Though Kevin Durant is the Thunder’s best player, he has become almost a secondary storyline. These Finals have turned into a referendum on whether Westbrook’s way works.

“Get this straight,” Westbrook said after Game 4, “What you guys say doesn’t make me happy, make me sad, doesn’t do anything.”

You’d expect nothing else from Westbrook, a no-star recruit who parlayed his defiance into a scholarship offer at UCLA, a starting job as a sophomore and soon thereafter the No. 4 overall draft pick, even as so many had reservations about whether he was ready for the NBA.

But nobody lives in a bubble. Nobody likes to hear their game picked apart on a nightly basis when they turn on television and Twitter. It’s just impossible to disconnect from all of that, and Westbrook is every bit as human as the rest of us.
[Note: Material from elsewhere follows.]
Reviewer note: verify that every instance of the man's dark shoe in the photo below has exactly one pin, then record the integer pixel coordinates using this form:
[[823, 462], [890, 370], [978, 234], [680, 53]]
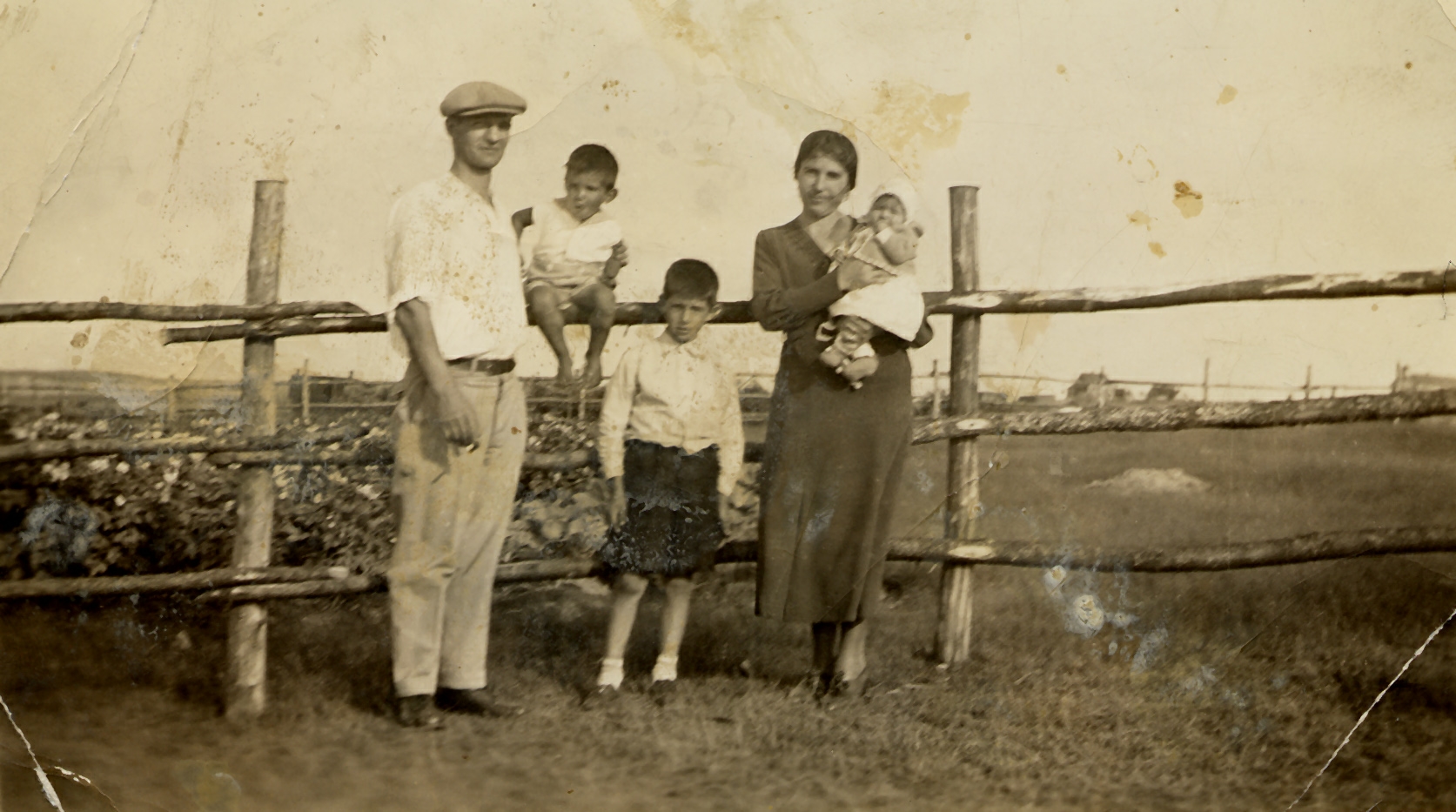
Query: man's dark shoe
[[476, 701], [418, 712]]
What we saw in Game 4 was his rage against the machinery of these Finals. Whereas James’ response to the drumbeat of criticism was essentially to disappear, Westbrook’s survival instinct was to double down, to assert even more of his presence and will on this stage.
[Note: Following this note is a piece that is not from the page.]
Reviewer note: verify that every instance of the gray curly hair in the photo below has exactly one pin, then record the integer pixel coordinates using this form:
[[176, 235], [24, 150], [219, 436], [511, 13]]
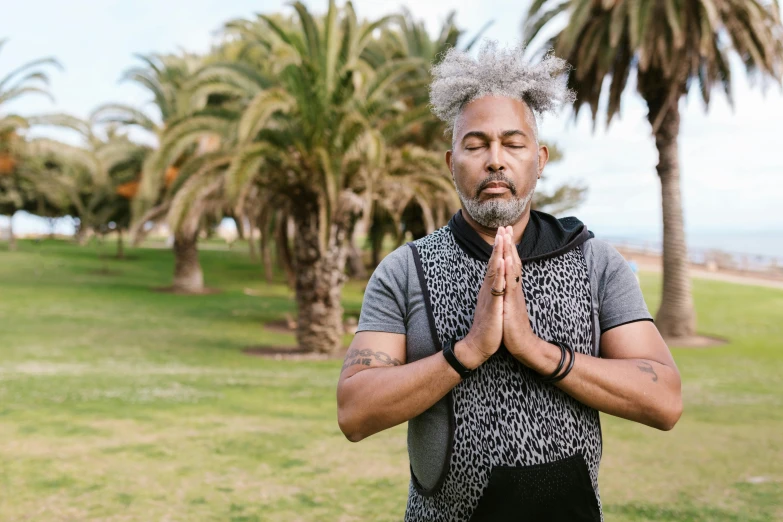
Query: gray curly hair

Either way, these are both responses to the same emotional trigger. And like it has with James, this experience will benefit both Westbrook and the Thunder in the long run, no matter how this ends.

“I remember being in Game 5 last year with the series tied 2-2,” James said, “and just felt more pressure. It felt like there were more people here, like you guys not only brought yourselves but your relatives to Dallas. It just seemed like more. And I may be wrong. I probably am wrong about that. But I’m just more comfortable.”

This tells us the Finals are simply a different beast, and their challenges — both physical and mental — manifest themselves in unexpected ways. All four of these games have come down to a few plays in the fourth quarter, here or there. And with the exception of Game 1, the Heat have looked so much more composed, so much more prepared for what’s coming in most of the important moments.

That’s the hurdle James had to trip over before he could grab the ring. He responded with an MVP-worthy regular season and a historic playoff run, averaging 30.5 points, 9.7 rebounds and 5.3 assists.

“I’ve experienced some things in my long but short career, and I’m able to make myself better for it throughout these playoffs and this whole year,” he said. “I’m just happy to be back on this stage where I can do the things I can do to make this team proud.”

Westbrook will be in that same place soon enough. Whether this series ends tonight or early next week, he’ll take the pounding from these Finals, recalibrate and mature, just like James did.

And when the Thunder get back here, Westbrook will be much better for it. At 23, he’s building up a career’s worth of scar tissue in this series. Talent always wins in this league, and it looks like this is going to be James’ time. Westbrook’s is coming soon enough.